J’aurai le plaisir de pouvoir assister à la conférence LeWeb Londres, à la fin du mois de juin, et je suis particulièrement excité à l’idée de pouvoir retrouver la crème des startups européennes dans cette ville dans laquelle j’ai travaillé de manière éphémère il y a déjà 10 ans. Je le suis d’autant plus que la conférence gravitera autour d’un thème passionnant : faster than real time, plus rapide que le temps réel.

L’idée d’un Web temps réel, annoncé en 2009 comme la nouvelle révolution technologique et informationnelle, m’avait laissé plus que circonspect.

D’abord parce que le Web est par nature temps réel. Il y a un slow Web, qui reste, et un fast Web, associé à l’instant présent, tout comme les choses qui nous entourent peuvent être liées aux événements présents ou perdurer. De ce point de vue, la frontière entre le Web et “la vie réelle”, comme on avait coutume de l’appeler devient chaque jour plus ténue, et cela fait quotidiennement émerger de nouvelles problématiques. La diffusion d’informations relatives aux résultats des prochaines présidentielles avant l’heure de fermeture des bureaux de votes n’est qu’un exemple parmi d’autres, mais la manière dont il sera traité aura des conséquences non négligeables sur l’avenir.

Ensuite parce que l’idée d’un Web temps réel vu comme un flux permanent d’informations à ne manquer sous aucun prétexte parce que caduques au bout de quelques instants est juste inconcevable de mon point de vue. L’être humain n’est pas fait pour digérer constamment de l’information brute, et l’invention du “curateur” – mot à la mode en 2010 qui m’a toujours fait hurler – pour régler le problème a eu peu ou prou l’effet d’un cataplasme sur une jambe de bois.
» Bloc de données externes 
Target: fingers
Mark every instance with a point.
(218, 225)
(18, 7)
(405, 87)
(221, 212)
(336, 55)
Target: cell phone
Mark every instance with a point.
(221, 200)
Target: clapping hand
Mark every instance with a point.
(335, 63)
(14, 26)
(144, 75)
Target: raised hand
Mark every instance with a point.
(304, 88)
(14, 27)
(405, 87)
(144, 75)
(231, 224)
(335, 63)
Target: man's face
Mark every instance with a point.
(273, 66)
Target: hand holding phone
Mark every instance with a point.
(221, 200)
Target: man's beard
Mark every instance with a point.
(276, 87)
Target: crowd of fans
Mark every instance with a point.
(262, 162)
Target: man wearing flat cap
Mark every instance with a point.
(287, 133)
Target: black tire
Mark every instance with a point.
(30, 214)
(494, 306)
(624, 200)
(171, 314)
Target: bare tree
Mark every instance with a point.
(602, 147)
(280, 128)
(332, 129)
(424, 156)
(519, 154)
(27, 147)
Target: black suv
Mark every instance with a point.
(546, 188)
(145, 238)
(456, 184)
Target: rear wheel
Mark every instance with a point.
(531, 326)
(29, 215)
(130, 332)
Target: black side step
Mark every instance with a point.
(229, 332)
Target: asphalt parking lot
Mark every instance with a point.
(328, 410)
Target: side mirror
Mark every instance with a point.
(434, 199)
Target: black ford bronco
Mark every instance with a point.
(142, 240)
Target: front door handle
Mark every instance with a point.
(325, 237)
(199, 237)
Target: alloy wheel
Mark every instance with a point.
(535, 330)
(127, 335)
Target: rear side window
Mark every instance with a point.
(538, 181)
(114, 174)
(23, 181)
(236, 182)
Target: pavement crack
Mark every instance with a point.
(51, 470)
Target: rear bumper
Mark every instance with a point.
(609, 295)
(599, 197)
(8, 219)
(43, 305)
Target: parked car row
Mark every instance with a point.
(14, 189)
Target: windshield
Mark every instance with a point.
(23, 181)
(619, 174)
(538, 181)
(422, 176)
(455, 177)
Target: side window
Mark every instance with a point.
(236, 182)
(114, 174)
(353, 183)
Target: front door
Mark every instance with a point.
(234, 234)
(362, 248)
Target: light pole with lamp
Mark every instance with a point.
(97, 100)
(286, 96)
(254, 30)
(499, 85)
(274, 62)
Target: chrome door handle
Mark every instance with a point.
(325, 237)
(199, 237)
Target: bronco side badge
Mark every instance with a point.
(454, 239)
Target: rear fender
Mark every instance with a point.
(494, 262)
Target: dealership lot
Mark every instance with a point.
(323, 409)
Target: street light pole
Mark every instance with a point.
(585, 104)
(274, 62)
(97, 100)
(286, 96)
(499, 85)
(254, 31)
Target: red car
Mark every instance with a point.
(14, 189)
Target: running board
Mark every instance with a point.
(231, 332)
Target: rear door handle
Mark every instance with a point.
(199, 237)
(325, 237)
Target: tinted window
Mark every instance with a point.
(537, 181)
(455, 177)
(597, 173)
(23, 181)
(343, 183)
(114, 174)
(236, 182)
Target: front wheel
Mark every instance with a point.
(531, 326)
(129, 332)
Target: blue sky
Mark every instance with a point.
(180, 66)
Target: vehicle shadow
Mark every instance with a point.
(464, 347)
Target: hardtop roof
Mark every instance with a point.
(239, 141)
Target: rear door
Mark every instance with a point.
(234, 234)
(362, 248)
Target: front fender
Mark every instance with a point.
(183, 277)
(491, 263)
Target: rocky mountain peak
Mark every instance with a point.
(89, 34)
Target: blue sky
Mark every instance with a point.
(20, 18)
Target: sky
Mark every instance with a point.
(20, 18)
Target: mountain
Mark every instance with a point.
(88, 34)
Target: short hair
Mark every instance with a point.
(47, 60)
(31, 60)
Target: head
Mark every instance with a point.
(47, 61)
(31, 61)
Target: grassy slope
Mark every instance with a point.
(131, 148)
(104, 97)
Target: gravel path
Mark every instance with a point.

Si le Web temps réel relève du pléonasme, aller plus vite que le temps réel peut sembler complètement stupide. Je pourrai facilement vous expliquer que c’est le cas avant d’utiliser les mêmes arguments tournés de manière différente pour vous démontrer le contraire, mais en dehors de l’exercice de style, cela n’aurait pas grand intérêt.

L’idée derrière faster than realtime, c’est le Web prédictif, c’est la possibilité de prévoir ce que nous voulons, ce que nous allons faire, comment nous allons réagir, à partir des centaines de milliards de données que nous générons chaque jour, dont l’utilisation potentielle inquiète, et à juste titre, mais que nous sommes aujourd’hui incapables d’utiliser correctement. Amazon propose des articles liés à nos achats précédents avec une précision souvent étonnante, mais ce n’est absolument rien à côté des informations que nous envoyons quotidiennement à Google, Facebook, Foursquare, etc…

En 1941, Nat Schachner inventait la Psychohistoire, une science fictive popularisée par Isaac Asimov dans Fondation, qui permettait de prévoir le futur à long terme à partir d’analyses statistiques de la psychologie humaine et des phénomènes sociaux. Nous en sommes encore très loin, mais ce que nous voyons arriver entre API ouvertes et Big Data me donne particulièrement envie d’avancer de quelques années pour voir ce que l’avenir nous réserve… plus vite que le temps réel.